Há muita coisa que muda após a entrada nos 30. Essa mudança não tem que ser o padrão de casamento e filhos. Essa mudança pode ser simplesmente estar melhor hoje do que ontem. Beber um ou dois copos em vez de uma garrafa and keep in balance. 🤸‍♂️ Preferir os jantares com conversas e risos intermináveis em vez dos ambientes em que a música é tão alta que só dá para entrar em transe e acordar no dia a seguir com uma ressaca descomunal. Não quer dizer que todas estas coisas não aconteçam na década dos 30. Aliás, a melhor parte é que geralmente acontecem inesperadamente. O pior é que a ressaca é bem mais difícil de passar. Na década dos 30 o corpo já não aguenta episódios destes semanais ou sequer diários tipo queima. Para além disso, as responsabilidades aumentam podendo mesmo ser apenas a responsabilidade da nossa imagem.

Há saudades que vão ficar sempre. E não têm outro lugar para estar a não ser na saudade. Nada irá mudar o passado. Ele foi, fica e permanecerá sempre connosco. Não faz sentido entrar no modo “ai se eu tivesse outra vez 20 e tal anos”, ou até, “quem me dera que os 30 estivessem a começar agora, faria tudo diferente.”  Não há “ses”. Há o presente para carregar no play. E restart again and again, quantas vezes forem necessárias até estar plenamente consciente do agora. Plenamente consciente do que somos agora.

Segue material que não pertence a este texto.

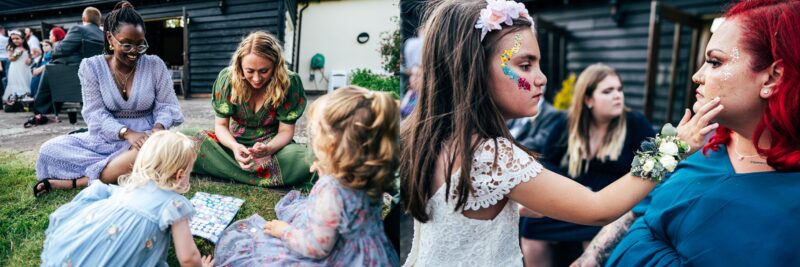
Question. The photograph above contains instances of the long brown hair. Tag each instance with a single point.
(580, 120)
(267, 46)
(455, 104)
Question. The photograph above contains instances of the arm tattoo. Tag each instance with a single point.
(608, 238)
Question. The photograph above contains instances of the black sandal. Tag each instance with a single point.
(47, 187)
(33, 121)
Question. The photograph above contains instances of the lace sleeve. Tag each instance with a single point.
(493, 181)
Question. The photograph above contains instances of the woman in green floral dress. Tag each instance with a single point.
(257, 102)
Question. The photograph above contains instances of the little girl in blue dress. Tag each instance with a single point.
(130, 224)
(354, 135)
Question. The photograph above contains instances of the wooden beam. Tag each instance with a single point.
(694, 62)
(186, 82)
(653, 43)
(673, 70)
(549, 26)
(681, 17)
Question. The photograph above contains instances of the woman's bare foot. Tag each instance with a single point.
(44, 186)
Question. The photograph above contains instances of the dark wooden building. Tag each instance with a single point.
(637, 37)
(196, 38)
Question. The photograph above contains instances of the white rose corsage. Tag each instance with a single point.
(660, 155)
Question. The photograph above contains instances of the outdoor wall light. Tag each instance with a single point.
(362, 38)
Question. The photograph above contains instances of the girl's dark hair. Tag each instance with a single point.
(123, 14)
(11, 46)
(455, 103)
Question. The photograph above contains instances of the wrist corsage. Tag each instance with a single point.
(658, 156)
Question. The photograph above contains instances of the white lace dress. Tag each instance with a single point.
(451, 239)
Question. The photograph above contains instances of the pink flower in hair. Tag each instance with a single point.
(498, 12)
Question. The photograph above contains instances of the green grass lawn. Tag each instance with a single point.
(23, 218)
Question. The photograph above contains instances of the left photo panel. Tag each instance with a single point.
(200, 133)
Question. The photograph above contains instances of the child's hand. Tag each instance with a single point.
(313, 168)
(275, 228)
(208, 261)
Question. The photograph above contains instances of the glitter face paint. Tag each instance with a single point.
(522, 83)
(727, 74)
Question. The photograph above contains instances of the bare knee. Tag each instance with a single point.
(535, 252)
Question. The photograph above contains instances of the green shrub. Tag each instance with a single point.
(376, 82)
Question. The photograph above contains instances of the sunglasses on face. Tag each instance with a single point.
(127, 48)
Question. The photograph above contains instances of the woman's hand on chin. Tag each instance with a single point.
(693, 129)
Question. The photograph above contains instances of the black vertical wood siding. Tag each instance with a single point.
(595, 37)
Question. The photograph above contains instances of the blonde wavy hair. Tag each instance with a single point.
(264, 45)
(354, 135)
(580, 119)
(159, 159)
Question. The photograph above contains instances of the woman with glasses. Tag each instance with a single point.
(127, 95)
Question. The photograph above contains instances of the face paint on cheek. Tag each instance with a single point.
(522, 83)
(727, 73)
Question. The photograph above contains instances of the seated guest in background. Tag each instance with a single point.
(67, 51)
(19, 71)
(56, 35)
(3, 57)
(34, 44)
(594, 145)
(127, 95)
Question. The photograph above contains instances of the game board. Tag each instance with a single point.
(213, 214)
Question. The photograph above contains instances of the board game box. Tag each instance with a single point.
(213, 214)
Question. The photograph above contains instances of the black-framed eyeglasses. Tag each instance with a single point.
(127, 48)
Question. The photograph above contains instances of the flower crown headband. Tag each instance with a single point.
(498, 12)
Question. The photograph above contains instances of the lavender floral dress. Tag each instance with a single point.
(152, 101)
(333, 226)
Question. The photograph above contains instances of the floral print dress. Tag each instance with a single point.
(333, 226)
(289, 166)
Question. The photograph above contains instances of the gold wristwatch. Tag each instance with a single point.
(122, 132)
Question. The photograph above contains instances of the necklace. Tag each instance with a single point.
(740, 156)
(124, 82)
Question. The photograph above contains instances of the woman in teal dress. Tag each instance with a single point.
(257, 102)
(735, 204)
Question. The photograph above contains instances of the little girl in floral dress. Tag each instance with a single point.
(131, 224)
(354, 135)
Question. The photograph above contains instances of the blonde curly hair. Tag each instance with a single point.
(263, 45)
(354, 135)
(159, 159)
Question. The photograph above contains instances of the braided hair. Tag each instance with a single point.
(123, 14)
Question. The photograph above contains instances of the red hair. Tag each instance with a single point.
(771, 37)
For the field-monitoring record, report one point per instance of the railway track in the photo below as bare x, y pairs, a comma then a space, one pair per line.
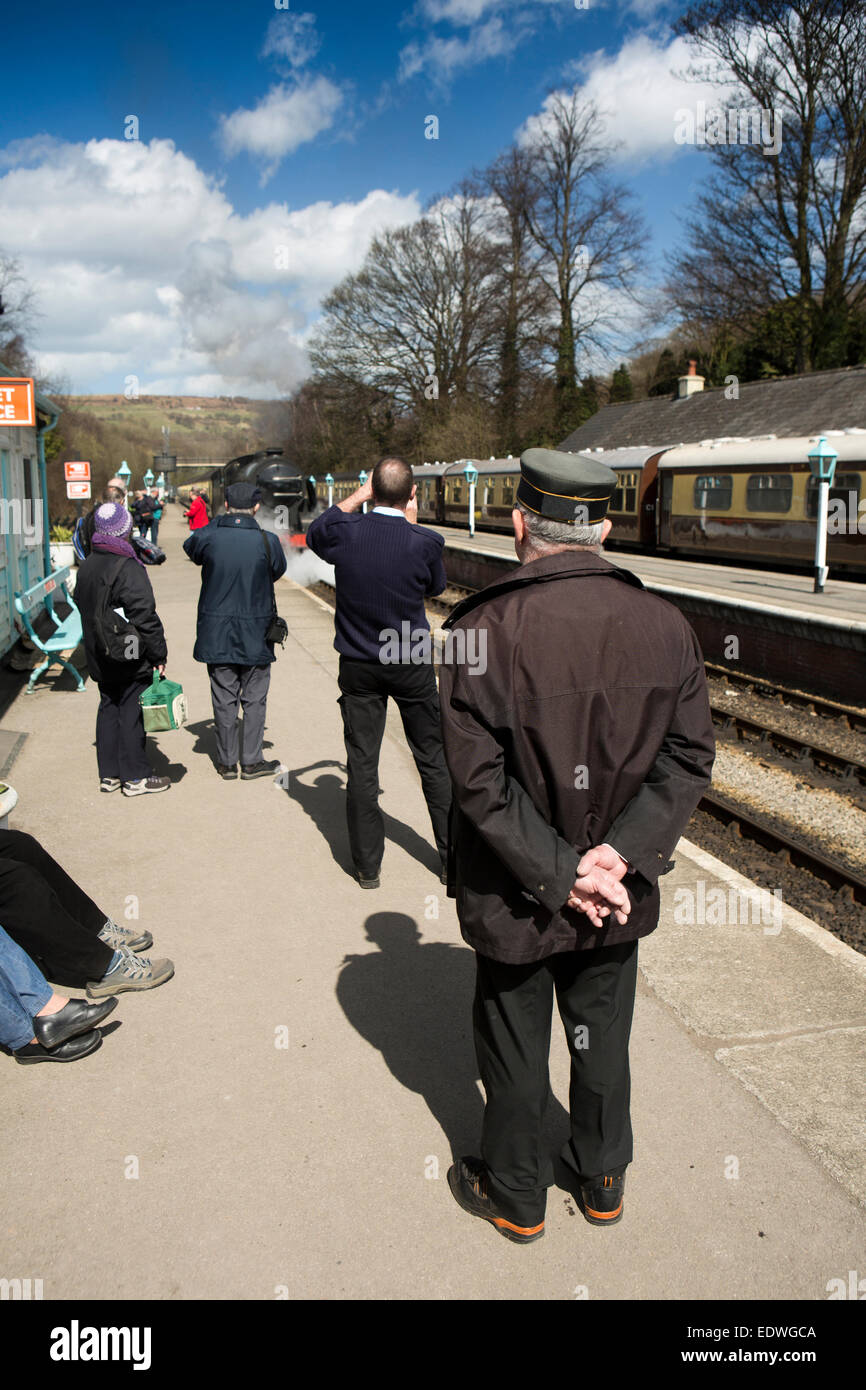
747, 838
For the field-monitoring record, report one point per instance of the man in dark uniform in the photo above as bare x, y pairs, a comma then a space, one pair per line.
576, 761
385, 566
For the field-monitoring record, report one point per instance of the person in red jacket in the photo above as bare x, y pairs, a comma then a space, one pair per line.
196, 510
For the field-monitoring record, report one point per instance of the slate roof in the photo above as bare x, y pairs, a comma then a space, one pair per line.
804, 405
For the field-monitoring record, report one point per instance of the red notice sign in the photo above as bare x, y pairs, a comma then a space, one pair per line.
17, 401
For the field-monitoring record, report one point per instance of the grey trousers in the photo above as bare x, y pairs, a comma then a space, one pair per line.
245, 685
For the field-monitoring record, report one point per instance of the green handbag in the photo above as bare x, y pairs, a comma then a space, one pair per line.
163, 705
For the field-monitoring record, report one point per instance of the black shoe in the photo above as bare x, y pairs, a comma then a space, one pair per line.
602, 1200
77, 1016
250, 770
71, 1051
467, 1180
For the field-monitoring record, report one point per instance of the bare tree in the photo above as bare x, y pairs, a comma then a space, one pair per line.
585, 230
787, 225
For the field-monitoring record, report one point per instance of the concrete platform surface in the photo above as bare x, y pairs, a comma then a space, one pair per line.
843, 601
280, 1116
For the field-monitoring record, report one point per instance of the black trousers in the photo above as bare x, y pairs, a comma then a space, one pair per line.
363, 702
512, 1022
49, 915
120, 731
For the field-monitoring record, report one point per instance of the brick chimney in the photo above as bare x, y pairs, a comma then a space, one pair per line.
690, 384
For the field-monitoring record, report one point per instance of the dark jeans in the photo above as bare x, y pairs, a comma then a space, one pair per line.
512, 1020
120, 731
47, 913
363, 702
245, 685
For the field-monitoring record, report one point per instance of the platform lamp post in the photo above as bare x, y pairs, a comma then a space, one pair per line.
471, 477
823, 467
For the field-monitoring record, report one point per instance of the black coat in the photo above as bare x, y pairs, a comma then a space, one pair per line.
237, 598
590, 724
129, 588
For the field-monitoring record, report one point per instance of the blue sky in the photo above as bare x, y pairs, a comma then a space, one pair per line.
303, 128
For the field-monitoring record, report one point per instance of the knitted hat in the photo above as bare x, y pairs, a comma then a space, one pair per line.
113, 519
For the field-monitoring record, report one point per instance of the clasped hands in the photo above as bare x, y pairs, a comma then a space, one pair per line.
598, 890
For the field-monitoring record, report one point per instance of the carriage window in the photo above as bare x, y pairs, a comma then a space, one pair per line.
713, 492
769, 492
626, 492
843, 485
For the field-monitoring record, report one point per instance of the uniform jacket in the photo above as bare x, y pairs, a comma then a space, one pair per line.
129, 588
237, 598
196, 513
590, 723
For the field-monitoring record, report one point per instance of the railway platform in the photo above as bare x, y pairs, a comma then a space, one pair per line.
759, 622
278, 1119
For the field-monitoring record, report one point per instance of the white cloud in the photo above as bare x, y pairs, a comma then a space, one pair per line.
142, 266
638, 92
292, 36
442, 57
284, 120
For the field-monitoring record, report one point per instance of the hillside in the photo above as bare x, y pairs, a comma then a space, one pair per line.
106, 430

Aos 32 já não se é a mesma que se foi aos 28. Aos 32 já não se é a mesma que abriu o prosecco aos 30, chegou tarde e más horas ao jantar de aniversário e usava o cabelo à pocahontas. As diferenças podem ser mínimas, mas o mais importante é sempre existirem diferenças e não uma ordem constante. 

Procura o caos na ordem. O caos são apenas os desafios. A ordem é o que julgamos ter sempre sob controlo. Se não seguir o padrão fosse não querer crescer, todos os desafios seriam negados por falta de sobreproteção. E se há desafios mesmo que a medo, então não há síndrome do Peter Pan.

Afinal, qual é o padrão dos trintage?!